Harness versus runtime¶
Status: Draft for discussion. Terminology is intentionally neutral; vendor-specific names appear only in mapping notes.
Definitions¶
Harness is everything you shape around the model so the agent can succeed in a domain: system and developer prompts, tool schemas, skills, routing rules, and the reason-act-observe loop that turns user intent into completed work. The harness changes when you improve instructions, add tools, or tune how the model plans and recovers from mistakes.
Runtime is everything that keeps that loop alive in production without reimplementing platform mechanics in application code: durable execution, memory stores, authentication and isolation, streaming, observability, sandboxes, integration endpoints, and schedulers. The runtime changes when you harden reliability, tenancy, or operations, not when you rewrite a single prompt.

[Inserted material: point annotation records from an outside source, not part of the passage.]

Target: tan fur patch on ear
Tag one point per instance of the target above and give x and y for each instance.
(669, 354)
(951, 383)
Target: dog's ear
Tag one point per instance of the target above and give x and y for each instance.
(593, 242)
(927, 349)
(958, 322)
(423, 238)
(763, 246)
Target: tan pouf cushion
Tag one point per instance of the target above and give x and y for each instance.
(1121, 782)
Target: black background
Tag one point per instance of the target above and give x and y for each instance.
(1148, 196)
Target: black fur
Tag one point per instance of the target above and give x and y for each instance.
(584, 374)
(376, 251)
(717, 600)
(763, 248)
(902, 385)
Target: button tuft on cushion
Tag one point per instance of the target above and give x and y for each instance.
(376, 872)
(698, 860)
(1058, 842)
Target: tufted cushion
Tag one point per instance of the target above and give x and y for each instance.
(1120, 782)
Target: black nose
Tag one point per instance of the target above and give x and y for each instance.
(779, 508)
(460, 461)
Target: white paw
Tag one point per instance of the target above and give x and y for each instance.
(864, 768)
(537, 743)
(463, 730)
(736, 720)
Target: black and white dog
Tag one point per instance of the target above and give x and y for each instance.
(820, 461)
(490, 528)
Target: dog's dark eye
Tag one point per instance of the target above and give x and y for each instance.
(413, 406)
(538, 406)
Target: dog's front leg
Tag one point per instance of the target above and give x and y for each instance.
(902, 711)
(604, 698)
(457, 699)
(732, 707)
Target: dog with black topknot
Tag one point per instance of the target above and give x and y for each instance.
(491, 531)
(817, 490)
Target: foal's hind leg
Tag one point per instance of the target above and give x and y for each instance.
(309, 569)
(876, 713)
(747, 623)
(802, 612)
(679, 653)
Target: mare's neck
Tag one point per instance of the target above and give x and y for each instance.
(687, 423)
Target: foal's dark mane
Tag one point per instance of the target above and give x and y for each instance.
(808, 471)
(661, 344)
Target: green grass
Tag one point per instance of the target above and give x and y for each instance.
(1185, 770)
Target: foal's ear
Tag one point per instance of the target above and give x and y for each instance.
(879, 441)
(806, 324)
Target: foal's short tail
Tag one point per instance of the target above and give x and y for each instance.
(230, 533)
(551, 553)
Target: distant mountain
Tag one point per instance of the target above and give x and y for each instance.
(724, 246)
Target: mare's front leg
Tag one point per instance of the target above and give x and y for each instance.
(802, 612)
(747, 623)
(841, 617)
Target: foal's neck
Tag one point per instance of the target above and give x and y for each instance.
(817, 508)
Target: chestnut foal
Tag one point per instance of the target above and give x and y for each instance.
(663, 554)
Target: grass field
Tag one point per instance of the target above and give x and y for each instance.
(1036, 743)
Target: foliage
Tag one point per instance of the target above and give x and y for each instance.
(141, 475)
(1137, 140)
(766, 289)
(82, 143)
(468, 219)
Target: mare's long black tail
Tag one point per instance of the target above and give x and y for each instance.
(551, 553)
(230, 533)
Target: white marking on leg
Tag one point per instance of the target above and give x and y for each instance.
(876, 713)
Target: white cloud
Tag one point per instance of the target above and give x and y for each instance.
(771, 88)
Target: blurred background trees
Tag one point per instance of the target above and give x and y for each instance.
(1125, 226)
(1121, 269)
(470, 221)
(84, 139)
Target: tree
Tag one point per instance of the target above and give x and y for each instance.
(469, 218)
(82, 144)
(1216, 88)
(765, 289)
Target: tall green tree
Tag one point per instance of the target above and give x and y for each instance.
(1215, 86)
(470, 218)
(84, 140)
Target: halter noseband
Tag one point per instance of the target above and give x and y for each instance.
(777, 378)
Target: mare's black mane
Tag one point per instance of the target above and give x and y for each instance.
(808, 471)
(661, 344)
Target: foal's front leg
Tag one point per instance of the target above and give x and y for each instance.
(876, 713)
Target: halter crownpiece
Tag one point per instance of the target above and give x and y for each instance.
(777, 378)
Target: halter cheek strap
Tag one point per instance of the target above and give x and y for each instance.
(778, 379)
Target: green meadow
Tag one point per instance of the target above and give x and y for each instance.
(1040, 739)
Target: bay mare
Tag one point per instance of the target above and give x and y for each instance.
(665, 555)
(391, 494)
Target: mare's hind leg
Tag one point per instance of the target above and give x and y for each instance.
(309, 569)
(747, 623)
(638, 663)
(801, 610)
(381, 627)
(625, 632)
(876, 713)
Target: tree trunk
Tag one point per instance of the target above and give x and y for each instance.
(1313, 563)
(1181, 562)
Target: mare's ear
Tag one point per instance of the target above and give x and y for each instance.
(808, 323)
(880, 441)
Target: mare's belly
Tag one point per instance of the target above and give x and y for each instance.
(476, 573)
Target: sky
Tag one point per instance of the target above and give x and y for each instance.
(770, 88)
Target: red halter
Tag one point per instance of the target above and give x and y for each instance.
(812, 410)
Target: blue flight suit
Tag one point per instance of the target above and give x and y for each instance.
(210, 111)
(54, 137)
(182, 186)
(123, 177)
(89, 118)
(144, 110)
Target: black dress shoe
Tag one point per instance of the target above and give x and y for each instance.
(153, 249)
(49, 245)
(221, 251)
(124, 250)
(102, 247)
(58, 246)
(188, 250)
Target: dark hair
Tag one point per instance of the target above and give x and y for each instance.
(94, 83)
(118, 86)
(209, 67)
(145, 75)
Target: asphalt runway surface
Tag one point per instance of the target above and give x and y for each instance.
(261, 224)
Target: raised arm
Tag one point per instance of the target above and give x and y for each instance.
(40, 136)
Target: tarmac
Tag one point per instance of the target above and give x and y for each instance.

Product surface (chat UI, APIs, webhooks, cron triggers) sits above both: it submits work, displays partial output, and receives human decisions. A thin client is not a substitute for runtime guarantees when runs are long, concurrent, or failure-prone.
Why the split matters¶
Prototype agents often collapse harness and runtime into one process. That works until runs exceed a single HTTP request, users overlap messages, deploys interrupt in-flight work, or multiple tenants share one deployment. Production requirements in Production requirements and runtime capabilities mostly land on the runtime side; quality and domain fit mostly land on the harness side.
Confusing the two leads to predictable failures: putting retry and checkpoint logic only in prompts; encoding authorization in tool descriptions instead of request context; or treating trace storage as optional logging rather than the feedback loop for harness changes.
Mapping to the production checklist¶
| Concern | Primary owner | Runtime capability (see deep dives) |
|---|---|---|
| Correct tool choice and task decomposition | Harness | n/a |
| Surviving crash or deploy mid-run | Runtime | Reliability |
| Remembering this thread versus past conversations | Runtime (with harness read/write patterns) | Memory |
| PII redaction and spend ceilings | Harness policy expressed in runtime hooks | Guardrails |
| User A cannot read user B’s threads | Runtime | Multi-tenancy |
| Approve email before send | Harness flow + runtime pause/resume | Human oversight |
| Token streaming and overlapping user messages | Runtime (+ UI contract) | Real-time interaction |
| Debug a bad tool loop in production | Runtime traces + harness iteration | Observability |
| Run shell commands safely | Runtime isolation + harness tool visibility | Code execution |
| Connect to GitHub, Slack, other agents | Runtime protocols + harness tool wiring | Integrations |
| Nightly research or alert sweeps | Runtime scheduler + harness job definition | Scheduled jobs |
Reference alignment¶
The LangChain article The runtime behind production deep agents uses the same harness/runtime split and maps production requirements to LangSmith Deployment and Agent Server primitives. Treat that document as a concrete vendor articulation, not as the only valid implementation.
Open design questions¶
- Whether “platform” should subsume both harness packaging (config, skills, MCP manifests) and runtime hosting in one mental model.
- Where eval harnesses and offline suites live: harness quality gates, runtime regression tests, or both.
- How much harness logic must be replayable from checkpoints versus re-executed on resume.